BF - The guage is new, but I can't be positive about it's accuracy. What's the best way to test it?
Larry - Yeah, I seen that comment. No doubt the h2ad had some serious probems when they first came out. Those problems were supposedly fixed in 1980 according to the
H2AD Story (scroll down about 2/3 of the page):
"The final fix is the so-called "T" mod,
which was incorporated in all 1980 and later engines during
production as well as being a field retrofit. This mod improves
top end lubrication and involves even larger tappets."
Mine has the "T" stamped into the case, so it should have the fixes in place.....but Teresa knows that
I HAVE TO run it once a week to keep the cam from wearing out. :wink:
The sending unit is in the same housing as both oil cooler lines, but I can't really tell which way the oil is flowing. I do have a small leak there so I've been planning on taking it apart anyway. I'd be able to tell then for sure.
Thanks pirate - I see that they like 170-180 range and not the 180-200 range that I mentioned.
marshmaster pat":3ivcr19p said:
Lastly without CHTs, if you are running 180 - 200 you might not have to much flexability with CHT temperatures as you might be on the top end of the range. Start hammering on the throttle and without that extra cooling from oil at 160s, you might peak maximum CHTs.

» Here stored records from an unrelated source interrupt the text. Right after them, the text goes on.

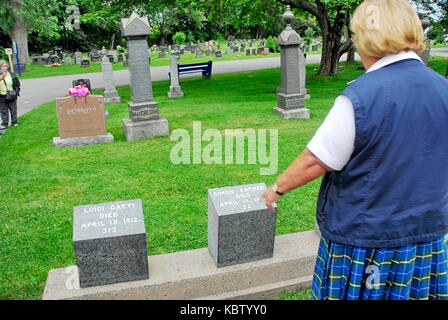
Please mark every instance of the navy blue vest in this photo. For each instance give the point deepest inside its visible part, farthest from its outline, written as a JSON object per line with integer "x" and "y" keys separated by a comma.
{"x": 394, "y": 190}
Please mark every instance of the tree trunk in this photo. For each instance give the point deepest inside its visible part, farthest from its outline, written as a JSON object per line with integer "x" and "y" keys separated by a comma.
{"x": 19, "y": 33}
{"x": 351, "y": 55}
{"x": 112, "y": 41}
{"x": 330, "y": 60}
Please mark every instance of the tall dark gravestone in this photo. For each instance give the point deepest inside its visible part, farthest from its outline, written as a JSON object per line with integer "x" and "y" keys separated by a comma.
{"x": 144, "y": 121}
{"x": 110, "y": 243}
{"x": 291, "y": 99}
{"x": 240, "y": 226}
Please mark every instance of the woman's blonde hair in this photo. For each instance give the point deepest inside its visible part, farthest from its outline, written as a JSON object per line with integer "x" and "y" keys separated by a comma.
{"x": 383, "y": 27}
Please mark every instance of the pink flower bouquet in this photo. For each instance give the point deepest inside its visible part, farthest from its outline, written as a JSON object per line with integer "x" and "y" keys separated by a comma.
{"x": 79, "y": 91}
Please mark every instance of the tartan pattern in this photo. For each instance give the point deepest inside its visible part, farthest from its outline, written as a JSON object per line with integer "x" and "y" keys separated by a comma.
{"x": 413, "y": 272}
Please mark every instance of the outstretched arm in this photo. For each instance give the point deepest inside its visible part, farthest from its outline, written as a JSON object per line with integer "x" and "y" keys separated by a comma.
{"x": 306, "y": 168}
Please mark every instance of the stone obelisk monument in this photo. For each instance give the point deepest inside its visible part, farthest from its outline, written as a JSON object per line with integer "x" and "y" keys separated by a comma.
{"x": 291, "y": 98}
{"x": 145, "y": 121}
{"x": 110, "y": 93}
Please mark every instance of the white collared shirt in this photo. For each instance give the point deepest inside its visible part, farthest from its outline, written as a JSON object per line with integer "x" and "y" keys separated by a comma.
{"x": 334, "y": 141}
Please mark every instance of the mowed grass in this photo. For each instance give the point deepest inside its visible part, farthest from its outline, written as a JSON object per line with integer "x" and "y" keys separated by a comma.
{"x": 40, "y": 184}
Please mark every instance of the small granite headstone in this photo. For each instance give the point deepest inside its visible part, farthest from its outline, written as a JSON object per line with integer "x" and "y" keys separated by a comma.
{"x": 81, "y": 121}
{"x": 110, "y": 243}
{"x": 240, "y": 226}
{"x": 80, "y": 82}
{"x": 85, "y": 63}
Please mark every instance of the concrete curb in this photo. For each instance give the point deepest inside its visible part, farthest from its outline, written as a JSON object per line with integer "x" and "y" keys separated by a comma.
{"x": 193, "y": 275}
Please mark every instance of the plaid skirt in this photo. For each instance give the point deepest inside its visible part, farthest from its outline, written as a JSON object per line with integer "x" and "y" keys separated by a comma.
{"x": 411, "y": 272}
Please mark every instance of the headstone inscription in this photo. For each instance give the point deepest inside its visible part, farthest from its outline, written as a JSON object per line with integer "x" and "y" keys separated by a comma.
{"x": 85, "y": 63}
{"x": 240, "y": 226}
{"x": 110, "y": 243}
{"x": 291, "y": 100}
{"x": 81, "y": 121}
{"x": 80, "y": 82}
{"x": 145, "y": 120}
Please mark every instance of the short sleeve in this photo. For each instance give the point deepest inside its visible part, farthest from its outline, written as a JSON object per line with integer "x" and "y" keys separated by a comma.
{"x": 334, "y": 141}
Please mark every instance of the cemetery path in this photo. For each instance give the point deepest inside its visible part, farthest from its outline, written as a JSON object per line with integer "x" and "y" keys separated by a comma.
{"x": 36, "y": 92}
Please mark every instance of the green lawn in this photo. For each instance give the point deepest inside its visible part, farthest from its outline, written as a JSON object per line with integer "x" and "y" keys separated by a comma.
{"x": 41, "y": 184}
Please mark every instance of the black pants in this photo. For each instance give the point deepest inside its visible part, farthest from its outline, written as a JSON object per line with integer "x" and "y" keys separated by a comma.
{"x": 7, "y": 107}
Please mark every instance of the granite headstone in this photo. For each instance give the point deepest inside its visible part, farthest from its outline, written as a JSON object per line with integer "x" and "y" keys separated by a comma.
{"x": 240, "y": 226}
{"x": 290, "y": 98}
{"x": 110, "y": 243}
{"x": 81, "y": 121}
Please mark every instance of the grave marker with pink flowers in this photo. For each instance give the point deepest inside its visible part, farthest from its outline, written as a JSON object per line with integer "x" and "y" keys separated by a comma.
{"x": 81, "y": 119}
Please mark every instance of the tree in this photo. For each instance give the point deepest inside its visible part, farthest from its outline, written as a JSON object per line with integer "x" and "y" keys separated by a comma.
{"x": 21, "y": 17}
{"x": 437, "y": 9}
{"x": 105, "y": 16}
{"x": 333, "y": 17}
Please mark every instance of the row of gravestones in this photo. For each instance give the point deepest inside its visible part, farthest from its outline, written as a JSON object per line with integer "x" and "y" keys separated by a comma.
{"x": 110, "y": 240}
{"x": 145, "y": 120}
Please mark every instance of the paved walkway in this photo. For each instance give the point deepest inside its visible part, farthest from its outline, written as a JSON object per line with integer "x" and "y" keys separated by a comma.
{"x": 36, "y": 92}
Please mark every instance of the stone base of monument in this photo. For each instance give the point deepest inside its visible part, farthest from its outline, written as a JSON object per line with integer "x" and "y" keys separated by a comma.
{"x": 193, "y": 275}
{"x": 301, "y": 113}
{"x": 305, "y": 93}
{"x": 175, "y": 92}
{"x": 76, "y": 142}
{"x": 145, "y": 129}
{"x": 111, "y": 96}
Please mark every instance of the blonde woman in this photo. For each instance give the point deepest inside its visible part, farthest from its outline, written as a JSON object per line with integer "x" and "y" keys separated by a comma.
{"x": 383, "y": 205}
{"x": 8, "y": 82}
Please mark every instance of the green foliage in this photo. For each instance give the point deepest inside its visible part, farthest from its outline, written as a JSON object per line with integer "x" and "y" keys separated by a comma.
{"x": 440, "y": 39}
{"x": 308, "y": 41}
{"x": 179, "y": 38}
{"x": 309, "y": 32}
{"x": 190, "y": 37}
{"x": 3, "y": 55}
{"x": 272, "y": 44}
{"x": 38, "y": 14}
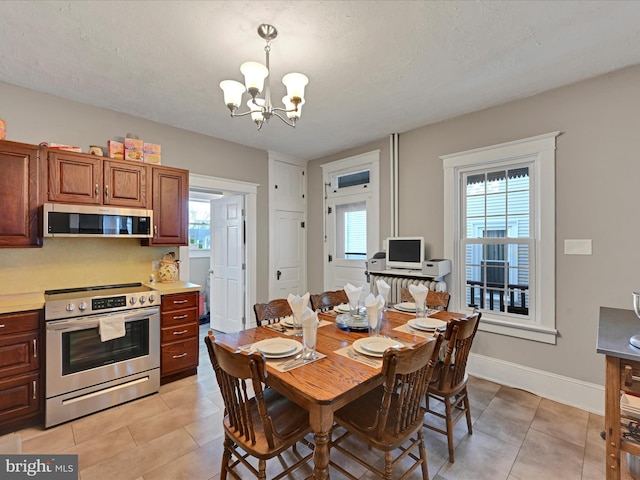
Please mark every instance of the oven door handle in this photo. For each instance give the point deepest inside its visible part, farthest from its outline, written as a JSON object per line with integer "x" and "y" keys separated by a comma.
{"x": 94, "y": 321}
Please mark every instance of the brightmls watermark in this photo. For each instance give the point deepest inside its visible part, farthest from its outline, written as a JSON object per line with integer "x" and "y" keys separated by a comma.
{"x": 49, "y": 467}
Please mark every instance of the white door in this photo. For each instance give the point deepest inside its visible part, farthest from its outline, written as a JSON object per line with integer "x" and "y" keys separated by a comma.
{"x": 347, "y": 240}
{"x": 289, "y": 254}
{"x": 227, "y": 279}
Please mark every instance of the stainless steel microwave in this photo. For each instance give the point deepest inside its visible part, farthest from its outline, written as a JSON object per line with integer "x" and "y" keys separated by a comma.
{"x": 64, "y": 220}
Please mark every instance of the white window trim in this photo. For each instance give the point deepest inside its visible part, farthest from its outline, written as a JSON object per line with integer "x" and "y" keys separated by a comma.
{"x": 542, "y": 148}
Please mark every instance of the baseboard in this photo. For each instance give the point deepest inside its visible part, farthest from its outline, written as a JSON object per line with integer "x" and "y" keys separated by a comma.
{"x": 569, "y": 391}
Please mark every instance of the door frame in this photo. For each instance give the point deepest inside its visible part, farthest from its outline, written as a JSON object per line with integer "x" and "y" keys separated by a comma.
{"x": 250, "y": 192}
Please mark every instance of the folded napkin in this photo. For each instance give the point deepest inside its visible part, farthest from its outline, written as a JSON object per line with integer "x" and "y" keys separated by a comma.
{"x": 353, "y": 293}
{"x": 297, "y": 304}
{"x": 374, "y": 306}
{"x": 383, "y": 289}
{"x": 419, "y": 293}
{"x": 112, "y": 327}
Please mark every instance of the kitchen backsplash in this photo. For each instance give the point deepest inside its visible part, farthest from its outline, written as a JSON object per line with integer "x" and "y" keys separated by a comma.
{"x": 76, "y": 262}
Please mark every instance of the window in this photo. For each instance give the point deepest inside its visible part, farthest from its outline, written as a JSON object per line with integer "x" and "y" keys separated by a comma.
{"x": 500, "y": 234}
{"x": 199, "y": 224}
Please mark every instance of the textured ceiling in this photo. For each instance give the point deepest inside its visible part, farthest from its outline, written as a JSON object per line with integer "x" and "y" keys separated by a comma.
{"x": 375, "y": 67}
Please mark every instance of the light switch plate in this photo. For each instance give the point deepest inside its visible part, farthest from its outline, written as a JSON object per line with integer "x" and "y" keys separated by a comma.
{"x": 577, "y": 247}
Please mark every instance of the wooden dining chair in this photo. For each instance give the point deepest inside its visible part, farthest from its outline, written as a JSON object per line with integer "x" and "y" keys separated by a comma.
{"x": 262, "y": 424}
{"x": 436, "y": 300}
{"x": 389, "y": 418}
{"x": 272, "y": 311}
{"x": 327, "y": 300}
{"x": 449, "y": 383}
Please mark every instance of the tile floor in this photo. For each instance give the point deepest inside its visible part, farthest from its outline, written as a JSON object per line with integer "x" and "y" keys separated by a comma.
{"x": 176, "y": 434}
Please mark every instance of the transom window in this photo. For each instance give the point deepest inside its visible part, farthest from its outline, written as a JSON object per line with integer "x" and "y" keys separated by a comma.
{"x": 500, "y": 234}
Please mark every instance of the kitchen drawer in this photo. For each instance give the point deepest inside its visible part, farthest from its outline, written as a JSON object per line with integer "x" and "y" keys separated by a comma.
{"x": 19, "y": 322}
{"x": 179, "y": 332}
{"x": 180, "y": 301}
{"x": 179, "y": 317}
{"x": 19, "y": 353}
{"x": 179, "y": 356}
{"x": 630, "y": 375}
{"x": 19, "y": 396}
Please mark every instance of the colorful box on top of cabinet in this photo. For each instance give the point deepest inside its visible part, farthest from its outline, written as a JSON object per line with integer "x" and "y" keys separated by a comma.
{"x": 152, "y": 153}
{"x": 133, "y": 149}
{"x": 116, "y": 150}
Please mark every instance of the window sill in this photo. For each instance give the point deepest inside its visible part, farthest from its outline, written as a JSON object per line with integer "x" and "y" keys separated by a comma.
{"x": 527, "y": 332}
{"x": 199, "y": 253}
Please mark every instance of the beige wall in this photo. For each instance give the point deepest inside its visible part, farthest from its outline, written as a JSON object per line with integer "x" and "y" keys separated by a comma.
{"x": 34, "y": 117}
{"x": 597, "y": 185}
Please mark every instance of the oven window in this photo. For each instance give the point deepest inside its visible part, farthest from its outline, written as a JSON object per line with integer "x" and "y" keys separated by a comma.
{"x": 83, "y": 350}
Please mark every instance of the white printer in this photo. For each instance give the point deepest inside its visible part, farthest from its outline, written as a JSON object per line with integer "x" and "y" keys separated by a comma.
{"x": 436, "y": 267}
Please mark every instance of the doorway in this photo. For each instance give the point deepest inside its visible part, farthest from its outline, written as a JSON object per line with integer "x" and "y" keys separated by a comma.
{"x": 218, "y": 188}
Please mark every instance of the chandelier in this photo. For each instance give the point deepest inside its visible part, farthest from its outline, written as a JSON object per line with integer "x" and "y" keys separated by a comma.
{"x": 256, "y": 80}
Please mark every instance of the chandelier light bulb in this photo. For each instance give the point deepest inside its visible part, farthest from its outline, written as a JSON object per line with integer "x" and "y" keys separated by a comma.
{"x": 232, "y": 93}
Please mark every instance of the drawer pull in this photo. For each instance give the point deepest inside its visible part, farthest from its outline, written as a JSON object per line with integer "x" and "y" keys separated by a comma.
{"x": 629, "y": 377}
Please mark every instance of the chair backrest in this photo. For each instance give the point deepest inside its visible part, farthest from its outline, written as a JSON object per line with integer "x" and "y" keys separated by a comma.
{"x": 459, "y": 337}
{"x": 437, "y": 300}
{"x": 241, "y": 377}
{"x": 271, "y": 311}
{"x": 407, "y": 373}
{"x": 326, "y": 300}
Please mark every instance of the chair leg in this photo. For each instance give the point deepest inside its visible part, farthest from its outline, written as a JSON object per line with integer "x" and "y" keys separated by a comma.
{"x": 423, "y": 455}
{"x": 226, "y": 457}
{"x": 449, "y": 415}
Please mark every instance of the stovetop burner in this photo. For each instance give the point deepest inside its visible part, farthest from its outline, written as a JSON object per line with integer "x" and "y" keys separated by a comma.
{"x": 82, "y": 301}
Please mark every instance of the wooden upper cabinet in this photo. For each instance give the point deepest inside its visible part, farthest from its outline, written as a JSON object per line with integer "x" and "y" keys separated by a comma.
{"x": 20, "y": 185}
{"x": 87, "y": 179}
{"x": 170, "y": 206}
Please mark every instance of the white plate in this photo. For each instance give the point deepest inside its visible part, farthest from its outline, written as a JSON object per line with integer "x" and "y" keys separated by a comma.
{"x": 342, "y": 308}
{"x": 377, "y": 345}
{"x": 277, "y": 347}
{"x": 405, "y": 307}
{"x": 427, "y": 324}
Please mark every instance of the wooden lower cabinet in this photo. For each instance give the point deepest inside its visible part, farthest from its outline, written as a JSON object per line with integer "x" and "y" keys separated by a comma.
{"x": 21, "y": 378}
{"x": 179, "y": 336}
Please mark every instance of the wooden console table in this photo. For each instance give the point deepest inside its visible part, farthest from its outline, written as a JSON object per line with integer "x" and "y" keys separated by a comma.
{"x": 615, "y": 328}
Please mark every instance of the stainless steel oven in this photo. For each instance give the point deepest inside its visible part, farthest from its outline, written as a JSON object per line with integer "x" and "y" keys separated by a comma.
{"x": 86, "y": 372}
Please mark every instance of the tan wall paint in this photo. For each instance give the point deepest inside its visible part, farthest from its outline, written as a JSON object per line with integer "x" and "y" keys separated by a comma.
{"x": 34, "y": 117}
{"x": 597, "y": 184}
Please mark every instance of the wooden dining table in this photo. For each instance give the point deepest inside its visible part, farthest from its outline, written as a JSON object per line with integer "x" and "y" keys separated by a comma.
{"x": 325, "y": 385}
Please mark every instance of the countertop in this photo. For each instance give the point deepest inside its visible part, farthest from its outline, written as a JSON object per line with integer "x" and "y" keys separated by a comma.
{"x": 615, "y": 328}
{"x": 22, "y": 302}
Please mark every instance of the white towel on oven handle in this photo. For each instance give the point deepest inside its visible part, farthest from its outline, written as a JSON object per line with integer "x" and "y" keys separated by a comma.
{"x": 112, "y": 327}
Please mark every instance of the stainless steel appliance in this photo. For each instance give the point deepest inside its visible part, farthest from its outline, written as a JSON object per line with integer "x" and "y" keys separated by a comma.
{"x": 85, "y": 374}
{"x": 64, "y": 220}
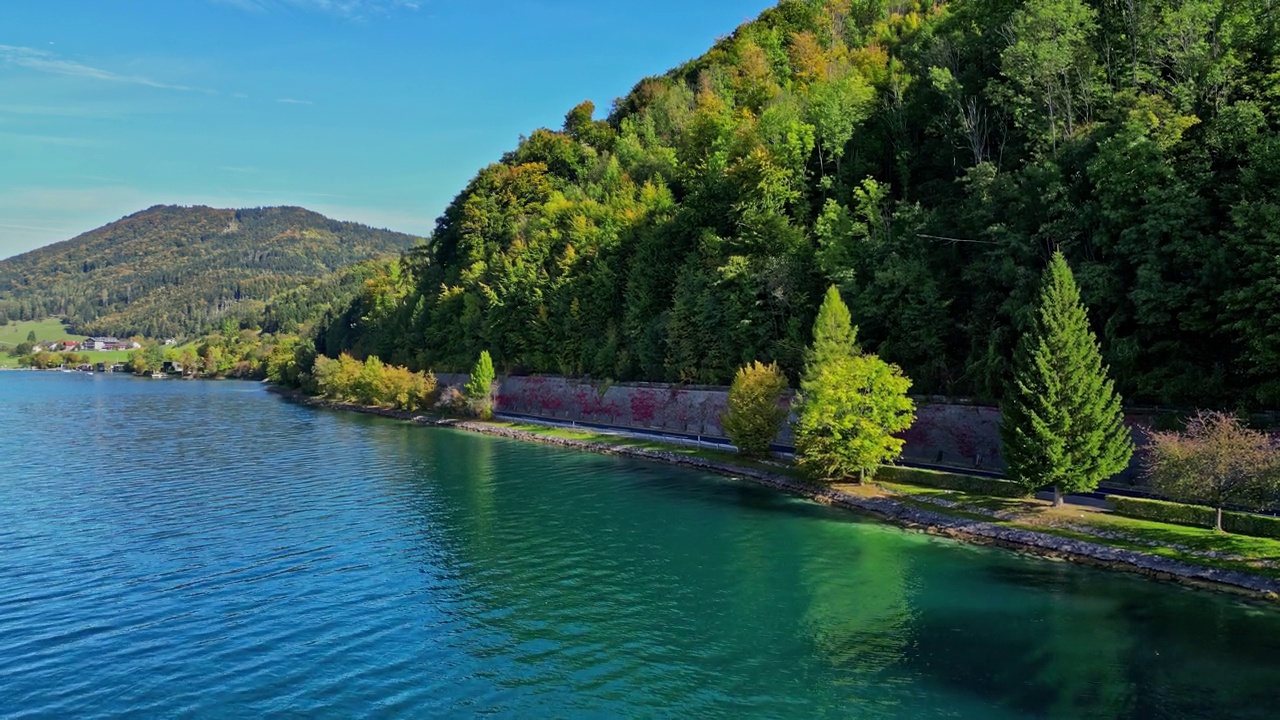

marshmaster - Thanks for that consideration. You'd think I'd have thought about that since I had problems with cylinder heat in my previous angle valve motors. There's nothing worse than getting half way across the pasture and start losing power when the cylinders get hot.
All this condensation thinking started a couple of weeks ago when we took my cousin's h2ad on it's maiden voyage. He has a clear breather hose that comes up about 6" then has a small dip in it before following the side of the cage to the back of the boat. We were amazed at the amount of water that collected there in a normal day of running.